The plane was last heard from very early on the morning on March 8. It was carrying 227 passengers and 12 crew from 15 different countries.
The new information is still under debate, with doubt over how the plane could make it to the islands undetected. The Indian military launched a search mission that will cover the islands.
Here’s what you need to know:
1. The Islands Have a Runway Long Enough for the Plane to Land
A CNN report into the islands’ airport says that one of their runaways is long enough to support a Boeing 777 jet. The longest runway is 10,794 in length, a couple of thousand feet longer than what’s needed to land a 777 in bad weather conditions.
The airport is located in the islands’ capital city Port Blair on the east side. It is used for civilian traffic and by the Indian Navy, and the Indian Airport Authority operates it.
Denis Giles of The Andaman Chronicle newspaper said, “There is no chance that any aircraft of this size can come toward Andaman and Nicobar islands and land.”
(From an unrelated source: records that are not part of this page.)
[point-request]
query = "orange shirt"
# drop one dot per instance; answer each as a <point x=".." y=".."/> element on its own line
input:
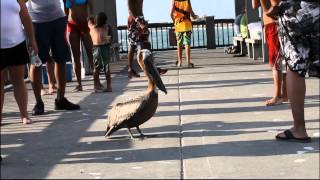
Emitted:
<point x="181" y="16"/>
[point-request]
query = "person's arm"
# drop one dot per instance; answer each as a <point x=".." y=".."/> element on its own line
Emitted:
<point x="110" y="33"/>
<point x="28" y="26"/>
<point x="193" y="15"/>
<point x="66" y="10"/>
<point x="130" y="6"/>
<point x="273" y="11"/>
<point x="256" y="4"/>
<point x="91" y="23"/>
<point x="90" y="7"/>
<point x="172" y="11"/>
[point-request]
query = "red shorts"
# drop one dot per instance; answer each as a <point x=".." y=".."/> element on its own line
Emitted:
<point x="79" y="28"/>
<point x="272" y="38"/>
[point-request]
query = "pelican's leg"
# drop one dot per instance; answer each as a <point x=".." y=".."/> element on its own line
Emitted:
<point x="129" y="130"/>
<point x="141" y="134"/>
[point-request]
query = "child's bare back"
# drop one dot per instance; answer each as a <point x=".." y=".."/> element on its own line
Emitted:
<point x="99" y="35"/>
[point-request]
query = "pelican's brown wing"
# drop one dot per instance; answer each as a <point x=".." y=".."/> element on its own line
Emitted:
<point x="122" y="112"/>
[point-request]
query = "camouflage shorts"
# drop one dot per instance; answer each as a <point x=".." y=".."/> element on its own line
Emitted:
<point x="299" y="36"/>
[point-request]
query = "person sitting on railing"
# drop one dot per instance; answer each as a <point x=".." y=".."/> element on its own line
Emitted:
<point x="138" y="34"/>
<point x="181" y="13"/>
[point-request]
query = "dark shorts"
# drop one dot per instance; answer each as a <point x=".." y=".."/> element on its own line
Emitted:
<point x="183" y="38"/>
<point x="14" y="56"/>
<point x="136" y="35"/>
<point x="78" y="28"/>
<point x="101" y="57"/>
<point x="299" y="36"/>
<point x="52" y="36"/>
<point x="272" y="38"/>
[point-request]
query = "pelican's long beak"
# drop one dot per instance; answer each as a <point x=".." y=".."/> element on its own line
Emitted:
<point x="152" y="70"/>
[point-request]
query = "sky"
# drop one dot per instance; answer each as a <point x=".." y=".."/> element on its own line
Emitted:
<point x="159" y="10"/>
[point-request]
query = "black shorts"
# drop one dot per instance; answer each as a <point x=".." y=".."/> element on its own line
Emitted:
<point x="51" y="36"/>
<point x="15" y="56"/>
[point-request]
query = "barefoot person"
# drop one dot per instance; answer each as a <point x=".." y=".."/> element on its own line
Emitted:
<point x="138" y="34"/>
<point x="78" y="12"/>
<point x="271" y="33"/>
<point x="299" y="38"/>
<point x="101" y="35"/>
<point x="14" y="53"/>
<point x="181" y="14"/>
<point x="49" y="21"/>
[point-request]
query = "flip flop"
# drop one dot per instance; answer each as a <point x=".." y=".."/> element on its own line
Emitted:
<point x="290" y="137"/>
<point x="190" y="65"/>
<point x="276" y="102"/>
<point x="178" y="65"/>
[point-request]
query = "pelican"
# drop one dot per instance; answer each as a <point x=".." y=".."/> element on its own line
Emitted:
<point x="136" y="111"/>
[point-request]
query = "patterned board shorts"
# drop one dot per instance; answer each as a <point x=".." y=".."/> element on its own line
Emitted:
<point x="183" y="38"/>
<point x="101" y="57"/>
<point x="299" y="36"/>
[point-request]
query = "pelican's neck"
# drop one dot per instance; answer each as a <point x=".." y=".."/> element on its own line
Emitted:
<point x="151" y="85"/>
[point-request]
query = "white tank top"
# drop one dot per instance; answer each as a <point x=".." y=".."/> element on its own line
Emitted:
<point x="12" y="32"/>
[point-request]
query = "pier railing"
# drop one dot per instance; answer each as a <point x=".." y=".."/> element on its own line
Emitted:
<point x="209" y="33"/>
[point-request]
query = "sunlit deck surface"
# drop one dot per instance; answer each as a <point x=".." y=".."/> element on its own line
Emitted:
<point x="213" y="123"/>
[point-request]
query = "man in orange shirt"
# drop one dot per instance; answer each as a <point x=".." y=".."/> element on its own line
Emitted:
<point x="271" y="33"/>
<point x="181" y="13"/>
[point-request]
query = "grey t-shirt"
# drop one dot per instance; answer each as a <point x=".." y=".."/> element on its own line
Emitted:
<point x="45" y="10"/>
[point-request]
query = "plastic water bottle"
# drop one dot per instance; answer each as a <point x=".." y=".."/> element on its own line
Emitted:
<point x="35" y="60"/>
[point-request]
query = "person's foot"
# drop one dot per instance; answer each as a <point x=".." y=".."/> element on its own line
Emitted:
<point x="162" y="71"/>
<point x="178" y="64"/>
<point x="190" y="65"/>
<point x="285" y="99"/>
<point x="64" y="104"/>
<point x="26" y="120"/>
<point x="132" y="73"/>
<point x="77" y="88"/>
<point x="53" y="90"/>
<point x="274" y="101"/>
<point x="44" y="92"/>
<point x="293" y="135"/>
<point x="38" y="109"/>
2. There Are Very Few People on the Andaman Islands
The islands, property of India, are made up of 572 different land masses that collectively cover 850 square miles. Only 36 of these islands have people on them. The total population is close to 380,000. That population is made up of many different tribal groups. Due to declining resources, the population are listed as “particularly vulnerable.”
3. The 2004 Tsunami Hit the Islands Hard
In total, India lost 11,000 citizens during the 2004 tsunami. On the Andaman Islands, 2,000 people lost their lives and 4,000 children lost a parent or were orphaned. More than 40,000 people were left homeless after the event. It’s frequent for the islands to be hit by natural disasters. A 2.5 magnitude earthquake struck near the island around the time that the Malaysia Airlines flight went missing; suspicion that the seismic readings indicated a crash has been dispelled.
4. The Capital Was Set Up as a Penal Colony
In the 1790s, parts of the islands were settled as the British Empire opened a penal colony in Port Blair. They remained under control of the British until the Japanese invaded during World War II. After India gained independence in 1947, they took control.
5. Marco Polo May Have Been There
It’s speculated that in the 13th century, Marco Polo was a visitor to the islands. In one writing, Polo wrote about islands that he called “Angamanain.” It’s believed he was talking about the Andaman Islands. He describes the inhabitants of “Angamanain” as being cannibals and having heads like dogs.
A Sherlock Holmes mystery, The Sign of the Four, was set in part on the islands.